Friday, May 21, 2010

life is always happening

Since my last post, my grandparents went to Mayo clinic and immediately the doctors found what was wrong. It's his spleen. So he is getting doses every other day of this medication that is meant to un-confuse his spleen I believe. If this medication doesn't work, he'll have to have surgery on his spleen. With his thin blood, this would be really risky. I'm just continuing to pray for his healing. And for my grandma's peace.

I was so happy they were able to come to my graduation. It was so much fun.

So yes, I am a college grad. This summer I will be babysitting and taking two classes at Harper. Then in the fall I'm anticipating starting the MA in Teaching program at Trinity as well as substitute teaching. OH also, I ran into my middle school jazz band director and turns out she needs a nanny starting in the fall for her twins! I'm soooo pumped. Giddy, in fact. God is my provider!

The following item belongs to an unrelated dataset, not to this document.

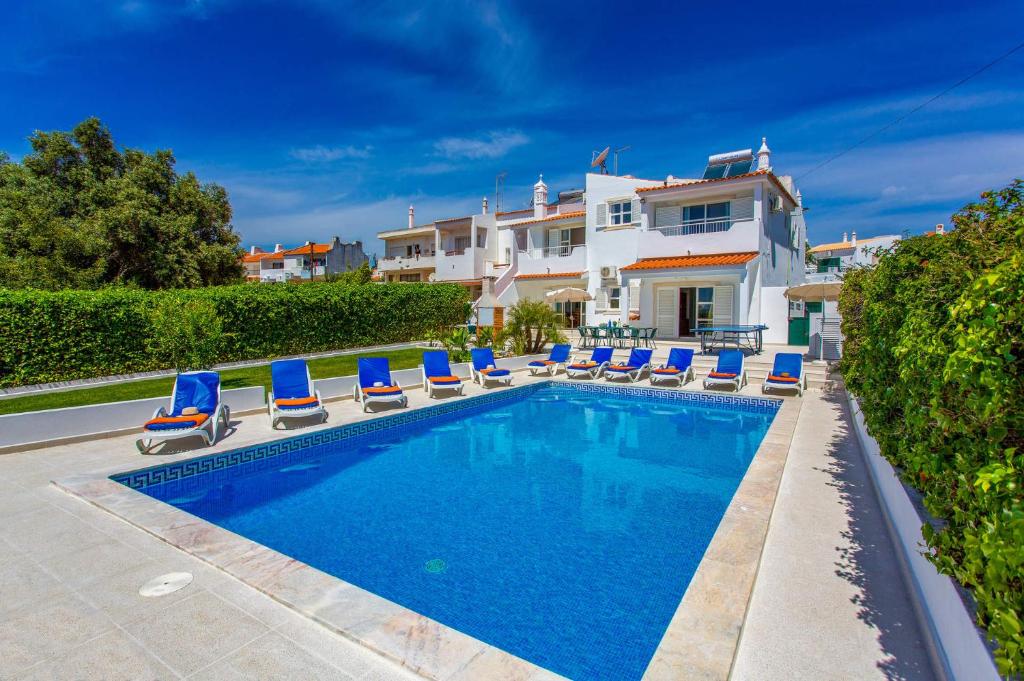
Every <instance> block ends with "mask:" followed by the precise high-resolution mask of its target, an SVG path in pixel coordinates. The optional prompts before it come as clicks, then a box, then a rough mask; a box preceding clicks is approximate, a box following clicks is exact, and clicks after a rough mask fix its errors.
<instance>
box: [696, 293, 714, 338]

So besides going to classes, doing homework, and babysitting, here are somethings I'm looking forward to:
-Noah and Jamie's wedding
-Visiting and getting visited by Calli
-Reading
-Going down to the city to see friends, to hear/see music
-Taking lots of pictures
-Seeing Luke a few times
-Dreaming of a road trip, hopefully getting up the nerve to actually do it
-Seeing Bethany and Sarah
-Making new friends

Friday, May 7, 2010

intentions/happy friday

I created this blog intending to document my journey through student teaching. Oh well. It was a great experience and I miss my students.

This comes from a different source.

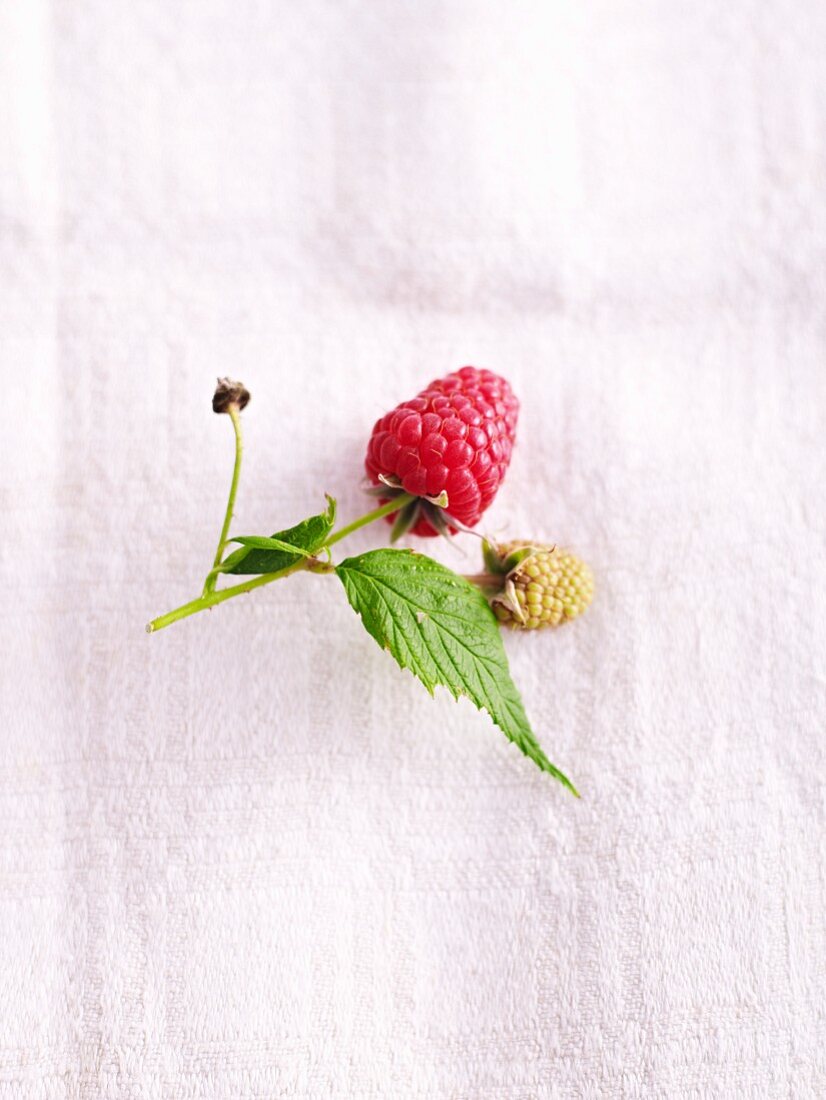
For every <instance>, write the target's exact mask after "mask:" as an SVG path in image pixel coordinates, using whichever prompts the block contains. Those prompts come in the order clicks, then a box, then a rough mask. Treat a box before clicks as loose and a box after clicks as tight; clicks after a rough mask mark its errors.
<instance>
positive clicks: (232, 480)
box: [202, 404, 244, 596]
mask: <svg viewBox="0 0 826 1100" xmlns="http://www.w3.org/2000/svg"><path fill="white" fill-rule="evenodd" d="M227 412H228V414H229V417H230V420H232V428H233V431H234V432H235V464H234V466H233V467H232V481H231V482H230V495H229V497H228V498H227V511H225V514H224V517H223V527H222V528H221V537H220V538H219V540H218V549H217V550H216V557H214V561H213V562H212V569H211V570H210V572H209V573H207V580H206V581H205V582H203V592H202V595H205V596H206V595H209V593H210V592H214V590H216V581H217V580H218V572H217V570H218V566H219V565H220V564H221V559H222V558H223V551H224V548H225V546H227V542H228V539H229V533H230V524H231V522H232V513H233V509H234V507H235V495H236V494H238V483H239V480H240V477H241V460H242V459H243V455H244V441H243V436H242V432H241V410H240V408H239V406H238V405H236V404H232V405H230V406H229V407H228V408H227Z"/></svg>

One of my favorite things is the scent of frozen pizza cooking in the oven. It reminds me of all the Fridays of my childhood when we'd have frozen pizza and pop and sometimes watch a movie. Today, my mom is making it for my dad for lunch.

My Grandma is taking my Grampa to Mayo Clinic on Sunday because his oncologist doesn't know why his blood platelets aren't staying stable for more than 4 hours at a time. He's going to the hospital once a day to get his "dose" of platelets. My Grandma is clearly scared. My Grampa hates not being able to swim or ride his bike or do work around the house. The doctor told him not to do anything but sit. Sit, read, watch tv, sleep. It depresses him. So I'm continually praying for the both of them. And for my mom. I want to be there for her but for some reason I can't figure out HOW.

Do you know how sweet and tender my Grampa is? While he is fighting for his own life, he gets extremely sad when he hears that I'm not feeling well. THAT is my Grampa.